|the manor-house of 'Horaceville'
This is the 1820s colonial Georgian home of Hamnet Kirkes Pinhey, English merchant who profited from his adventures in the Napoleonic wars, taking up a grant of 1000 acres of riverfront property in the newly opening Ottawa River area.
His plan, well achieved, given the challenges of the era and the area, was to create an English community in the wilderness, with himself as lord of the manor, an industrious village around his feet. He called the place Horaceville, after his eldest son.
Pinhey's daughter did a watercolour of the estate in about 1837. Suppose it's public domain by now, so I'm sharing my imperfect photo of it here. Notice the church for which he donated land and funds. Very English gentry of him. He was a social and political leader, to be sure. The siting of his estate symbolized his social status.

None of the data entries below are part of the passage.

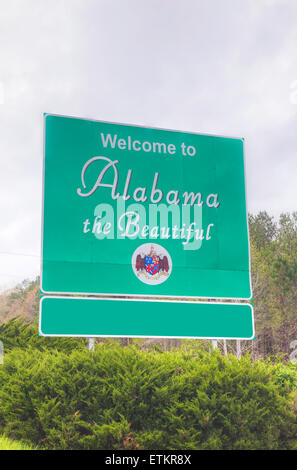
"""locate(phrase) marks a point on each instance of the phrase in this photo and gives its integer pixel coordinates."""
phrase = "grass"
(8, 444)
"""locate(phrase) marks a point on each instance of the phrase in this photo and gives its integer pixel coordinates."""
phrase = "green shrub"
(8, 444)
(124, 398)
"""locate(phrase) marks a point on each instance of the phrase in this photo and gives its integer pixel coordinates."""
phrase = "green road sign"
(70, 316)
(141, 211)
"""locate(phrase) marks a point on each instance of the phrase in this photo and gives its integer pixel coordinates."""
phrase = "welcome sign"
(131, 210)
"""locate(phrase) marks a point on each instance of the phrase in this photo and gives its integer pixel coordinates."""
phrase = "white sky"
(223, 67)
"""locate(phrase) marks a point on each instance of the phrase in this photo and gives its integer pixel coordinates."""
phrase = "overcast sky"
(227, 67)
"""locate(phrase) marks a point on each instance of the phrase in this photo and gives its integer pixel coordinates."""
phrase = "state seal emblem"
(151, 263)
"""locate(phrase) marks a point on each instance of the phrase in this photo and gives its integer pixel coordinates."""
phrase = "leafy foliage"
(125, 398)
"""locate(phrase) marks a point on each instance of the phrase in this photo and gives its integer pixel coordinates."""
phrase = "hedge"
(125, 398)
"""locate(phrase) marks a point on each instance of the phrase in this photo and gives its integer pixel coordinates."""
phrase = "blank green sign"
(102, 317)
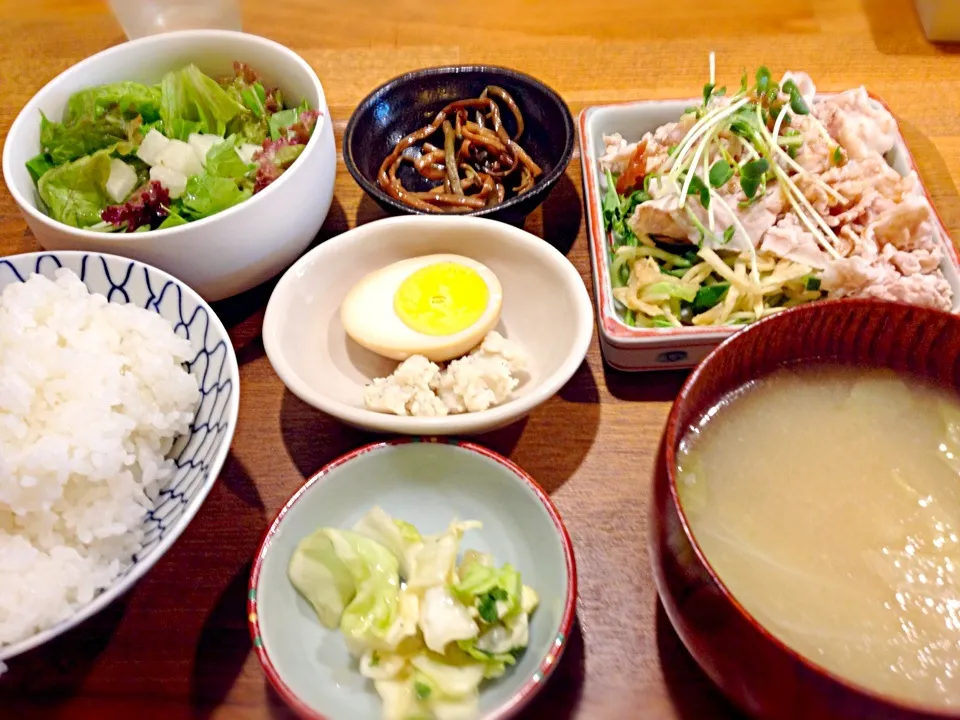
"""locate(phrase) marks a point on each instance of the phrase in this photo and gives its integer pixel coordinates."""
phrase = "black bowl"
(406, 103)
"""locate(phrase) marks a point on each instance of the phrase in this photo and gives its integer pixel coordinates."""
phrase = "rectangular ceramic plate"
(636, 349)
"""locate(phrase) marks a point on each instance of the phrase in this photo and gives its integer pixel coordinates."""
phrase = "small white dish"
(426, 483)
(546, 310)
(226, 253)
(639, 349)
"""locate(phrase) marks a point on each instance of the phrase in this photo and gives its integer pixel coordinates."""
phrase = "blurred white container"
(149, 17)
(940, 19)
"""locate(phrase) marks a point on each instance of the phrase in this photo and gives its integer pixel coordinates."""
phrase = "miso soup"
(828, 502)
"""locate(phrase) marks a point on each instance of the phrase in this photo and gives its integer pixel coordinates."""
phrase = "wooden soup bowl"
(757, 672)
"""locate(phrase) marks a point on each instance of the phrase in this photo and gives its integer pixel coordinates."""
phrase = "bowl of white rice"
(119, 392)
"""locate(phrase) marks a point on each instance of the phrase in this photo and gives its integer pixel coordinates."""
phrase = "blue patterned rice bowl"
(197, 455)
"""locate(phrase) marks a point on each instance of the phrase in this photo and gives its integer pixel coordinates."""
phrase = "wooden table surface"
(177, 645)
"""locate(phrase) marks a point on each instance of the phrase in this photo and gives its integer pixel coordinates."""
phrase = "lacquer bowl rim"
(673, 434)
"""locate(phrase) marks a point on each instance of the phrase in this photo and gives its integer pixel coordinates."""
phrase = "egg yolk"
(441, 299)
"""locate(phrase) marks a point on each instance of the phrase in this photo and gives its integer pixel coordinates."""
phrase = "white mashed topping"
(484, 378)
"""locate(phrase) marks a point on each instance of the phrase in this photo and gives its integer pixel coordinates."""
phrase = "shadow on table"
(656, 386)
(558, 219)
(368, 211)
(935, 175)
(896, 30)
(279, 710)
(56, 670)
(693, 694)
(558, 700)
(222, 648)
(553, 441)
(313, 438)
(238, 309)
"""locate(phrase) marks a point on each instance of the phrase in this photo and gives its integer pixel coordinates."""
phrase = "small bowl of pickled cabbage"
(427, 579)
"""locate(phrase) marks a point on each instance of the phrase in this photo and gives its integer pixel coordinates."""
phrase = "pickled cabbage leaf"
(397, 536)
(433, 560)
(194, 102)
(496, 593)
(450, 677)
(444, 619)
(319, 575)
(76, 193)
(366, 614)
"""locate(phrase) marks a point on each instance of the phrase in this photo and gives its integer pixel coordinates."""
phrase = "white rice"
(92, 396)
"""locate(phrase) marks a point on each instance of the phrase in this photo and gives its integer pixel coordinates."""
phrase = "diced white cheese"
(175, 182)
(179, 156)
(122, 180)
(247, 150)
(151, 147)
(202, 143)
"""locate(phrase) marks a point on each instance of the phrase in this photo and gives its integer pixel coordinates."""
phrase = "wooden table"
(177, 646)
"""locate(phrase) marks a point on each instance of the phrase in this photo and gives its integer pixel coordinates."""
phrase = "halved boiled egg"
(439, 306)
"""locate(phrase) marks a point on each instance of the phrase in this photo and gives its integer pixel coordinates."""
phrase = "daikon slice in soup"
(827, 500)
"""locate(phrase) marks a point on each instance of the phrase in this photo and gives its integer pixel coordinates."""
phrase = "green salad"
(133, 157)
(426, 628)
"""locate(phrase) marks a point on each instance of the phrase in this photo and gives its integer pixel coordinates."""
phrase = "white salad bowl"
(546, 310)
(223, 254)
(199, 456)
(428, 484)
(639, 349)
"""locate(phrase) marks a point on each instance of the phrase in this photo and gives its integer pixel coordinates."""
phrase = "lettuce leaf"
(172, 220)
(38, 165)
(75, 193)
(224, 161)
(247, 89)
(194, 102)
(207, 194)
(62, 143)
(130, 98)
(279, 121)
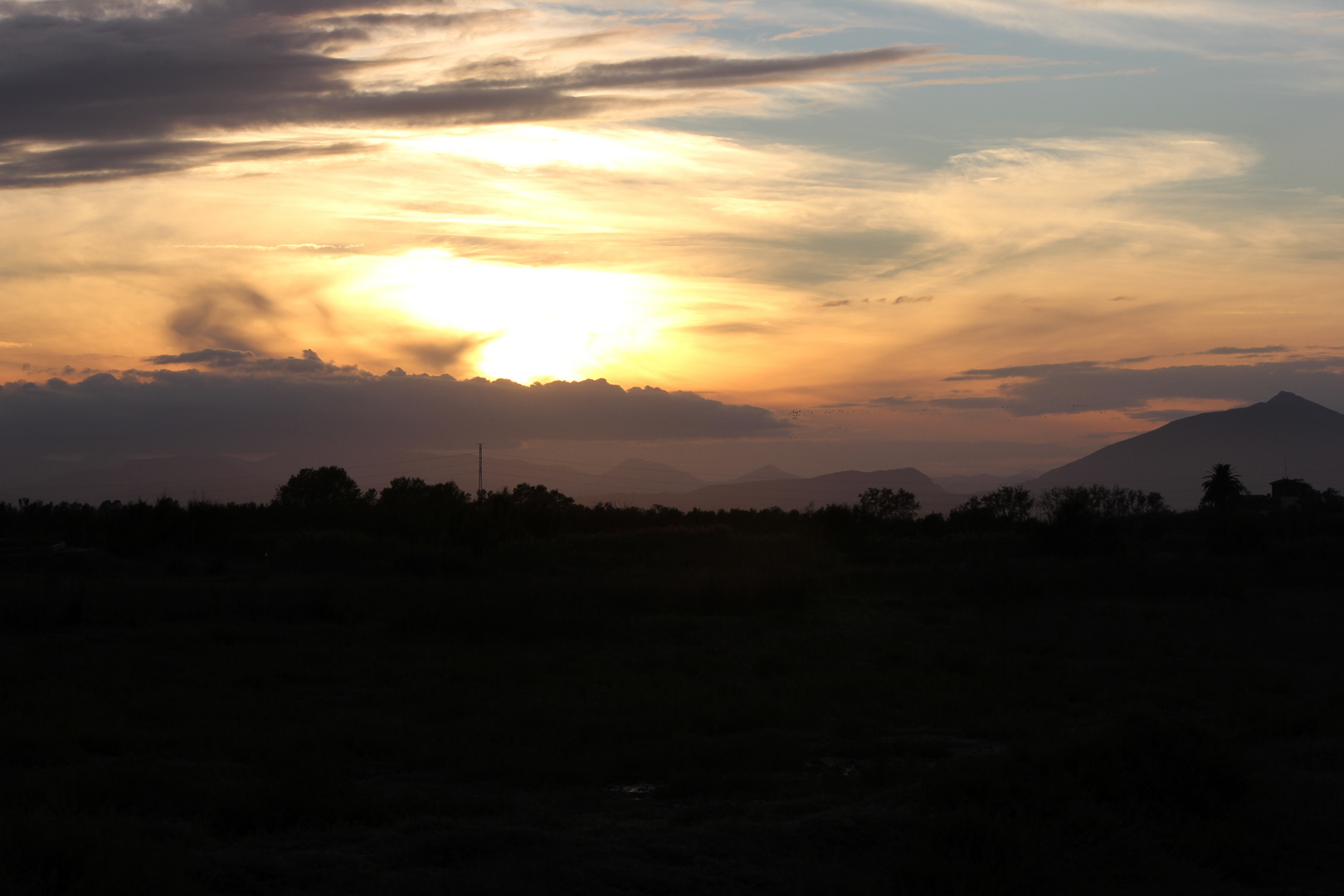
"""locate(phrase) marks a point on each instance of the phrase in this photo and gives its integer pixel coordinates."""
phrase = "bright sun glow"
(537, 323)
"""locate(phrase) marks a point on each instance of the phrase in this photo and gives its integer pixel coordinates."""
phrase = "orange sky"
(806, 238)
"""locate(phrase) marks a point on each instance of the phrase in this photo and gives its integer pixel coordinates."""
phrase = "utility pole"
(480, 470)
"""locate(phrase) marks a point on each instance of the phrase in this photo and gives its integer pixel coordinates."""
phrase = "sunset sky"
(957, 234)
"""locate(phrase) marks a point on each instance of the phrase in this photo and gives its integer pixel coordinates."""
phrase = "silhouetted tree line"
(325, 507)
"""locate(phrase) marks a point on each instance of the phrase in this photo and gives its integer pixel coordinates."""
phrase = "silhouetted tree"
(324, 486)
(1068, 504)
(1010, 505)
(1222, 489)
(413, 508)
(889, 505)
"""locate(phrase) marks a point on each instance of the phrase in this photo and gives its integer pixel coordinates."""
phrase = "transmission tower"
(480, 470)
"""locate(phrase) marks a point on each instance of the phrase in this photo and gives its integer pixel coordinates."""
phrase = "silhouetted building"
(1289, 492)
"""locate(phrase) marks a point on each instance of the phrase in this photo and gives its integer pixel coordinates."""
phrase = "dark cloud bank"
(104, 90)
(309, 407)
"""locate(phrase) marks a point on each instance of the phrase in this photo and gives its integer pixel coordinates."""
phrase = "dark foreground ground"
(680, 712)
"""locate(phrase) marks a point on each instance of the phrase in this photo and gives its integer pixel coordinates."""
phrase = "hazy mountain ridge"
(1287, 434)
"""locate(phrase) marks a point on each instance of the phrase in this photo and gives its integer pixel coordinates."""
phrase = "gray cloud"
(442, 353)
(1230, 349)
(222, 316)
(307, 406)
(124, 86)
(1094, 386)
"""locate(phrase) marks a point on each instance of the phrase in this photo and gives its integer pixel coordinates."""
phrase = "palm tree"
(1222, 488)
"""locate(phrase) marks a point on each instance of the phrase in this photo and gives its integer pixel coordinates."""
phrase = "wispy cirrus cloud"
(1296, 32)
(1035, 390)
(110, 90)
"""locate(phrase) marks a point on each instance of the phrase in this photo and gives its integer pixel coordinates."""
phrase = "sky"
(957, 234)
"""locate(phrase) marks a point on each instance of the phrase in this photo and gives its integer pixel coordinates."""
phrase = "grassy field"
(679, 712)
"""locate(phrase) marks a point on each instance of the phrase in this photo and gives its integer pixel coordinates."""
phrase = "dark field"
(679, 711)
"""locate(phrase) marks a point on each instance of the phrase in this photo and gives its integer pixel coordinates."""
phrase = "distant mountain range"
(983, 481)
(1285, 436)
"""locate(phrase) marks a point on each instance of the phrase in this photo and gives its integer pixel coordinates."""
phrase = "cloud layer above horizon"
(788, 204)
(308, 406)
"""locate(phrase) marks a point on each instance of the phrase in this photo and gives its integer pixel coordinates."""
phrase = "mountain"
(637, 476)
(983, 481)
(796, 494)
(767, 475)
(1262, 442)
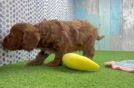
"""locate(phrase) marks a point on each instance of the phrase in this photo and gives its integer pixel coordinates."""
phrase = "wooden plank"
(116, 24)
(104, 9)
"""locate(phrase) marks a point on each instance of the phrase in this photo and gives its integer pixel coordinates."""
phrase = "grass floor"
(22, 76)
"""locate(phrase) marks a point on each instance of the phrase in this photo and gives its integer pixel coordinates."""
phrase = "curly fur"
(53, 36)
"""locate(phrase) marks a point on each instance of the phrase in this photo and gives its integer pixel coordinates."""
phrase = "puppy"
(53, 36)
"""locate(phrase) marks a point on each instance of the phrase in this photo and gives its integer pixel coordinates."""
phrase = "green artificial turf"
(22, 76)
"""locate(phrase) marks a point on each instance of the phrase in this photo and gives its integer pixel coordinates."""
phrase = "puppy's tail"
(100, 37)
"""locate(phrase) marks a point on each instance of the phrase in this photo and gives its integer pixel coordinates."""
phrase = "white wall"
(13, 11)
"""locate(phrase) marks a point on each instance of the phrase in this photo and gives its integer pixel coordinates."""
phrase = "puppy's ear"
(30, 40)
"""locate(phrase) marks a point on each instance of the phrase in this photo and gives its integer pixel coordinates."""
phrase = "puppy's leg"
(39, 59)
(57, 61)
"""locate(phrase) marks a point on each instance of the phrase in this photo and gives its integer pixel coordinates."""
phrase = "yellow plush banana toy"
(78, 62)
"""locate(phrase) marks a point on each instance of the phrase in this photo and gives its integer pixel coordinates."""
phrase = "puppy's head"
(22, 36)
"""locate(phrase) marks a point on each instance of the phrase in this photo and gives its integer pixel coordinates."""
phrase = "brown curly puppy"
(53, 36)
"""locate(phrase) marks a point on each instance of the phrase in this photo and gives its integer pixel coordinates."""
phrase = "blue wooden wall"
(108, 19)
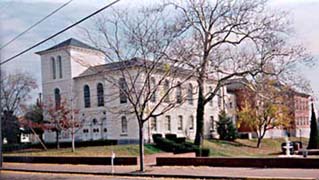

I stood on the steps of the central bay of the conjoined houses, looking out on the Ottawa River, as Pinhey might have done, imagining myself lord of all I surveyed, and marvelling over what he managed to create in what would have been a wild wilderness indeed. Below him along the Ottawa River would appear occasionally the temporary shelters of the area's first peoples, and then the shanties of loggers (the trade in squared timber, made viable by Napoleon's blockade, was underway by 1806, Philemon Wright proving the timbers could be floated down-river and rafted for travelling onward to Montreal.)
|south wing to the right (1848/9)
The manor house is part of the almost 200 year old estate. It's heart-breakingly picturesque with its wooded areas, grassy hillsides, stone and log ruins, a terraced home garden, and the point itself (currently closed for rehabilitation, so popular it is) on the edge of the Ottawa River. Throughout the property (a good workout due to the terrain) are interpretive panels with just the right amount of history and architecture.
Perhaps I should just leave you to wander and make your own connections. I'll leave a few hints in the photo captions.
To the right of this photo is the ruin of a good stone kitchen which once joined to the log section of the house.
I read that three exterior walls of the house were stuccoed smooth and scored in imitation of ashlar stone, a common enough strategy for uncommon early stone houses with pretentions.
The centre section, with the elliptical transom above a wide doorcase, was added in 1841/2.
Georgian symmetry prevailed. Notice how the symmetrical three-bay sections to right and left, with their louvred false entrances and semi-circular heads, balance the centre bay with its latticed sidelights and "shallow segmental Regency arch, structurally sound but here, visually unhappy" (Macrae, p.75)
This doorway opens into the entrance hall. Rooms opened to right and left, the library leading further in to the drawing room. Just how far inside the door one got depended on one's social standing.
In another post, I'll show some photos of the interior, and tell more stories. What isn't obvious is the graceful processional stairway leading to a dining room on a half-level at the back. The whole place felt spartan and cold, echo-y creaking spaces with wood floors and panelled walls, bringing to mind that series with BBC's Amanda Vickery, At Home with the Georgians.
|voted best view from an ash house, ever
|ruins of the 1820s kitchen
|main house kitchen lighting
The Pinhey's Point Foundation website contains a great chronology, and a 1941 photo showing the 1820/21 log house clad in clapboard. This log wing was removed after it collapsed in the 1970s and the stone kitchen to which it had connected was stablilized for safety (and historical) reasons.
Here's another site with Horaceville history. I'd forgotten to mention the church, the grist and sawmills, lime kiln, granary and malt kiln, housing for estate workers and the seven cannons.
Pinhey's Point is an Ontario Heritage Trust site operated by the City of Ottawa, with 88 acres of recreational space, special history events and the well-interpreted historic house.